In his Agile Analytics book, Collier devotes his eighth chapter to the topic of “Version Control for Data Warehousing”. Clearly the IDT is not a Data Warehouse development tool but it certainly qualifies as one of the artefacts used in the delivery of Analytics solutions that Collier lists. The IDT’s purpose is to prepare and manage the semantic layer on top of Data Warehouses, Marts, etc… rather than actually design one but I think the core principles of that chapter are still applicable.

Collier writes that ‘Version control is mandatory on all Agile Analytics projects’ and provides five advantages to the delivery process.
1) It allows development rewind.
2) It allows controlled sharing of code.
3) It maintains an audit trail of development.
4) It provides release control.
5) It encourages ‘Fearlessness’ in development.

I particularly like that word ‘Fearlessness’ and the understanding that it allows developers to experiment with solutions without adversely affecting the project. This, as part of a collaborative development environment, is perhaps where the IDT can offer the most support over the traditional Universe Designer – always a nightmare-ish tool to promote code through – although, again, it’s far from complete in supporting all five of Collier’s version control advantages i.e. it doesn’t really support the rewind principle beyond one iteration or maintain an audit trail of development.

Let’s focus instead on what the IDT does deliver. I’ll cover how different developers can work on the same SAP Universe, applying a degree of version control to and sharing the code of, the different layers of the ‘exploded’ Universe. Throughout these developers will have to work within the principles of good communication and collaborative working (because the IDT won’t do it all – no tool would!).

I’ve set up two users who I’m sure, being the best of friends, will adhere to the best practices of collaborative developments.

Tom Sawyer is first to log into the IDT in the morning. He’s got a new measure to add to the Business Layer of our eFashion Universe so immediately also starts up a shared session which opens up the centralised Repository versions of all currently deployed models. Now, it’s not immediately obvious how to do this and, depending on your screen size and resolution, you might have to do a little resizing of the various IDT panes.
From the Window drop down menu, Tom selects the Project Synchronisation window which then opens up on right hand side of the workbench.

The session has to be opened by clicking on the session icon. If your project sync pane doesn’t have enough screen space, this icon will be hidden and you’ll have to expand the pane size.

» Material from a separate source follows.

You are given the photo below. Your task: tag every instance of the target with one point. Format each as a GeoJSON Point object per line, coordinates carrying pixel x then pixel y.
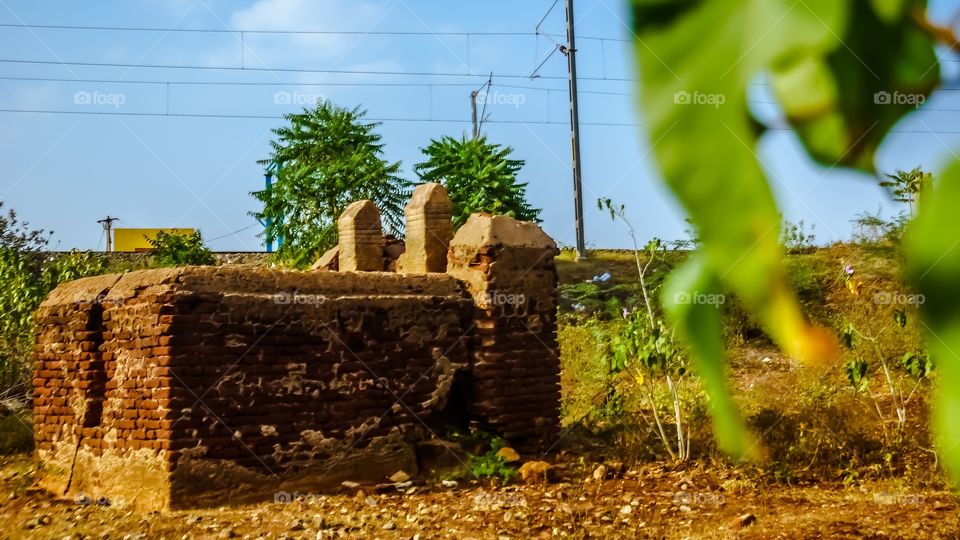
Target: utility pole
{"type": "Point", "coordinates": [473, 114]}
{"type": "Point", "coordinates": [107, 223]}
{"type": "Point", "coordinates": [570, 51]}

Opening the session connects the user to the central repository of Shared IDT Projects. An IDT project consists of layers that can be used to create a Universe (.unx) i.e. connection layers, data foundations and business layers. Note that each project can consist of multiple versions of each i.e. it’s possible to build more than one Universe from a single project. They’re probably best organised through agreement within the development team. A prime place for the collaborative working practices and standards to start being developed.

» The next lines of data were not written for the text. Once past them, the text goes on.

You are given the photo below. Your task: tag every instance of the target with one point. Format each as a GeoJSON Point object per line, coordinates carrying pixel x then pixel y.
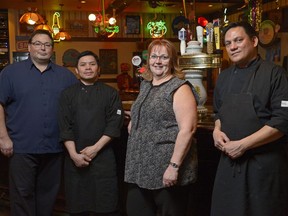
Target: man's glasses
{"type": "Point", "coordinates": [39, 45]}
{"type": "Point", "coordinates": [162, 57]}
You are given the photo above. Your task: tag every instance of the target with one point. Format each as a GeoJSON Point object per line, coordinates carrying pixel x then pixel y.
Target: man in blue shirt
{"type": "Point", "coordinates": [29, 134]}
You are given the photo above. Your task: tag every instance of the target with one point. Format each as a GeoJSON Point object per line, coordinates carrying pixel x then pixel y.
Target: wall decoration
{"type": "Point", "coordinates": [69, 58]}
{"type": "Point", "coordinates": [132, 24]}
{"type": "Point", "coordinates": [108, 61]}
{"type": "Point", "coordinates": [77, 28]}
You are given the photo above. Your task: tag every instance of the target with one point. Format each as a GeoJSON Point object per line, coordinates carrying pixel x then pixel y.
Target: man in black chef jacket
{"type": "Point", "coordinates": [251, 128]}
{"type": "Point", "coordinates": [90, 117]}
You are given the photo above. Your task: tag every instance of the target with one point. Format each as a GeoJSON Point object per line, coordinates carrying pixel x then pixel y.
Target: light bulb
{"type": "Point", "coordinates": [92, 17]}
{"type": "Point", "coordinates": [112, 21]}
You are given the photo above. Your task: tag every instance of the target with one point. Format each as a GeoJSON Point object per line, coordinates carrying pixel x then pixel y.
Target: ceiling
{"type": "Point", "coordinates": [201, 7]}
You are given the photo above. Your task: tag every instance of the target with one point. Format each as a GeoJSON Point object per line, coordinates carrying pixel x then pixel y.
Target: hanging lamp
{"type": "Point", "coordinates": [102, 25]}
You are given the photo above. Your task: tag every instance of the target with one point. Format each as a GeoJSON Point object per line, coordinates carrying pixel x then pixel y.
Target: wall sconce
{"type": "Point", "coordinates": [31, 17]}
{"type": "Point", "coordinates": [57, 32]}
{"type": "Point", "coordinates": [102, 24]}
{"type": "Point", "coordinates": [62, 35]}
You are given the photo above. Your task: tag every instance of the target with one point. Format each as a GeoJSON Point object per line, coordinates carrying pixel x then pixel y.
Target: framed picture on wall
{"type": "Point", "coordinates": [132, 24]}
{"type": "Point", "coordinates": [108, 61]}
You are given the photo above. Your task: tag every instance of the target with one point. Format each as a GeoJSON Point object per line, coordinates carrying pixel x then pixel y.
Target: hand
{"type": "Point", "coordinates": [234, 149]}
{"type": "Point", "coordinates": [81, 160]}
{"type": "Point", "coordinates": [220, 139]}
{"type": "Point", "coordinates": [170, 176]}
{"type": "Point", "coordinates": [6, 146]}
{"type": "Point", "coordinates": [89, 152]}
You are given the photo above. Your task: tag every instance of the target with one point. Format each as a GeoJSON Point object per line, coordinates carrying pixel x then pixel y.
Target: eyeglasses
{"type": "Point", "coordinates": [38, 45]}
{"type": "Point", "coordinates": [162, 57]}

Opening up a shared project then populates both sections of the Project Synchronisation pane – the Sync Status and Shared Project lists. From the Sync Status window we can see that the iteration of the Project uploaded on 28th February. This reflects the iterations developed locally from converting a traditional .unv Universe into the three layered .unx Project, and then shared with the central repository. We can see that, at the moment, all are fully synchronised with the local version.

In the Shared Project section of the Project Sync pane, Tom can then ‘lock’ individual layers of the project to prevent other developers changing them whilst he works – fearlessly – on them. An example of this is Tom wanting to lock the eFashion Business Layer so that he could add a new Measure object to it.

This will communicate to other users that this layer is currently being worked on. When Tom’s colleague, Huck Finn, logs in that morning and opens up the Project Sync pane in his IDT workspace he sees that the Business Layer is locked. By scrolling along the Shared Project section, Huck can see details as to which user has locked it, version number, last update date, locked date, etc… He can also simply unlock the layer if he wants to which does rather undermine the process. A charitable interpretation would suggest SAP are merely trying to encourage effective collaborative working through increased developer communication but, I’d suggest, this a clear candidate for project enhancement.

Anyway, Huck goes over to Tom’s desk and agrees that whilst Tom is creating this new measure, Huck will work instead on adding that new data source to the existing Data Foundation layer. Huck checks out the Data Foundation layer and they both have a productive morning working on the same project.
After lunch, Tom is happy that his changes have been tested successfully in his local sandpit environment. He can now see, as expected, from the Project Sync pane that the version of the Business Layer on the central repository is out of sync with the version in his local sandpit environment.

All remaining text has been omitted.